Tim O'Reilly ( timoreilly ) :
Chevron patents on NiMH batteries holding back future of plug-in hybrid cars. http://bit.ly/awwJ3 Learned about in conversation at #aif09
PZ Myers ( pzmyers ) :
I have now been traveling for a full 24 hours...and still 2 hours from home.
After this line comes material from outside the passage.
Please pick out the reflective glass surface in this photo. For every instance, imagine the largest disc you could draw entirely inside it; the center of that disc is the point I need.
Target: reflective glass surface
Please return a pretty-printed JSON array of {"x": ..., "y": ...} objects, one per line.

Wall Street Journal ( WSJ ) :
Companies, Workers Tangle Over Law http://bit.ly/kya1p
Science News ( SciNewsBlog ) :
China's Internet Users Force Government to Back Down on Censorship: China's Internet Users Force Government to B.. http://tinyurl.com/qmorz9
Voilà! Your very own customizable Twitter client.
Add a loop and a time.sleep(300) to make it update every
five minutes (300 seconds).
Don't worry too much if you see that DeprecationWarning at the
beginning. That's a minor bug in python-twitter, but it doesn't hurt
anything; hopefully they'll fix it soon.